Missing effects: If you bounce the whole mix, meaning all tracks, no effects that you hear when you play should be missing when you bounce. Unless you bounce specific buses and solo/mute something. Check your routings again and solo/listen to stuff to make sure it´s really there in the first place. If it still happens, try to route it other ways and see if you can bypass the problem.
BUS vs AUX: Use the send function on individual tracks to send them to buses. Logics mixer will automatically set up an aux track for that BUS you selected to send it to. Hence the AUX IS the BUS. At least in this case.
Just keep in mind the 2 different ways of doing this in Logic, you can send "a copy" of the signal to a bus or you can route the output of a signal to a bus. If you send "a copy" by pressing the send box in the track inspector, remember to turn the little circular meter for how much of the signal you want to send. Holding alt while clicking that circular meter sets the send to 0db send wich might be good. Play around and test. No matter if you use the SEND or route the output of a track to something else than the standard output1-2, logic will make the AUX track in the mixer. The AUX is the SUB buss. They are identical in such a scenario. The AUX will also be named BUS X where X is the bus number you selected from the drop down menu.
Here is a setup of a couple of SUB-groups (buses) and how you could use them.
Your bass sound is made up of 3 bass tracks. Instead of sending them to
output 1-2, change the output to say
BASS SUB MIX (This BASS SUB MIX-bus will automatically be routed into Output1-2 unless you tell it otherwise.) This way you can apply one
plugin for all those 3 tracks on the sub-group.
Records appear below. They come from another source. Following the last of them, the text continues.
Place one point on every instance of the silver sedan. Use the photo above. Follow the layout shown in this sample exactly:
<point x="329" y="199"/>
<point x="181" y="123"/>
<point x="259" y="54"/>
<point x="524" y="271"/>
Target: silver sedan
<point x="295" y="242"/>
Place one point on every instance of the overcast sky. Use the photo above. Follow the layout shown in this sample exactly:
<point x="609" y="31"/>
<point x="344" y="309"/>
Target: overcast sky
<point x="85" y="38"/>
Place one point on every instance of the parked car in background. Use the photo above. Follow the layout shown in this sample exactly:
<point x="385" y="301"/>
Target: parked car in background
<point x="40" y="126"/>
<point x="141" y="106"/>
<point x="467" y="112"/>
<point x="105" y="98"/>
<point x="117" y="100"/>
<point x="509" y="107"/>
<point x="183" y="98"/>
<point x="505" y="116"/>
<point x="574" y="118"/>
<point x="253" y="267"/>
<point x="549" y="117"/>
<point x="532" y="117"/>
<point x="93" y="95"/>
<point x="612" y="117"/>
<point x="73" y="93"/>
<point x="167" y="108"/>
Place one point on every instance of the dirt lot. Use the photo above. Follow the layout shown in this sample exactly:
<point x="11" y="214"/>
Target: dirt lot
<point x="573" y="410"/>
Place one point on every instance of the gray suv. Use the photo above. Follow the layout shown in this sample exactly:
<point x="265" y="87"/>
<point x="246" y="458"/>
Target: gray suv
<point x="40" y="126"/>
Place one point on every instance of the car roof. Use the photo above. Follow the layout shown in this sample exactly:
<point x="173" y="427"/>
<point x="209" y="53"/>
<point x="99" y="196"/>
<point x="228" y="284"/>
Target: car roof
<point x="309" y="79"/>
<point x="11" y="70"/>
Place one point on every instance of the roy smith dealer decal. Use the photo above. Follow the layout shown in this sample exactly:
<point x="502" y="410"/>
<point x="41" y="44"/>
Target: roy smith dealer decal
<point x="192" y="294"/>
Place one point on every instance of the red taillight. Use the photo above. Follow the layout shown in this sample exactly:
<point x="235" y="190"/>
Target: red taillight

You can set up several sub groups like that. The advantages are easy to see. Lets say you have some choir arrangements (7 tracks) and a nice pad/strings arrangement (9 track). You adjust the volume perfectly for these 16 tracks by soloing the 7 choir tracks first, later the 9 pad/strings tracks and they play perfectly fine. Later in the mix you find out that you need to carve som space in the 7 choir tracks with EQ, and you need to reduce the volume of the 9 pad/strings tracks and also you need to EQ them a little. That can all be done on the BUS instead of on all tracks one by one. There are a lot of better examples how BUSses can make it easier for you when projects grow more and more complex.
Send your groups to new groups? Yes that is handy if you for exampel want to apply a bandpass or whatever effect to say, just the music/beat but keep the vocals untouched. Then grouping all vocal BUS/tracks to i.e.
VOCAL SUB MASTER and all music SUB- busses to
INSTRUMENT SUB MASTER. These two are again routed to OUTPUT 1-2.
I remember back in the days when I could not grasp the concept of SUB-busses. It is really an easy concept. Just play around with leading tracks to busses.
Really have no idea if this came across as understandable. Feel free to ask.
There is also alot of good youtube videos on subgrouping in logic.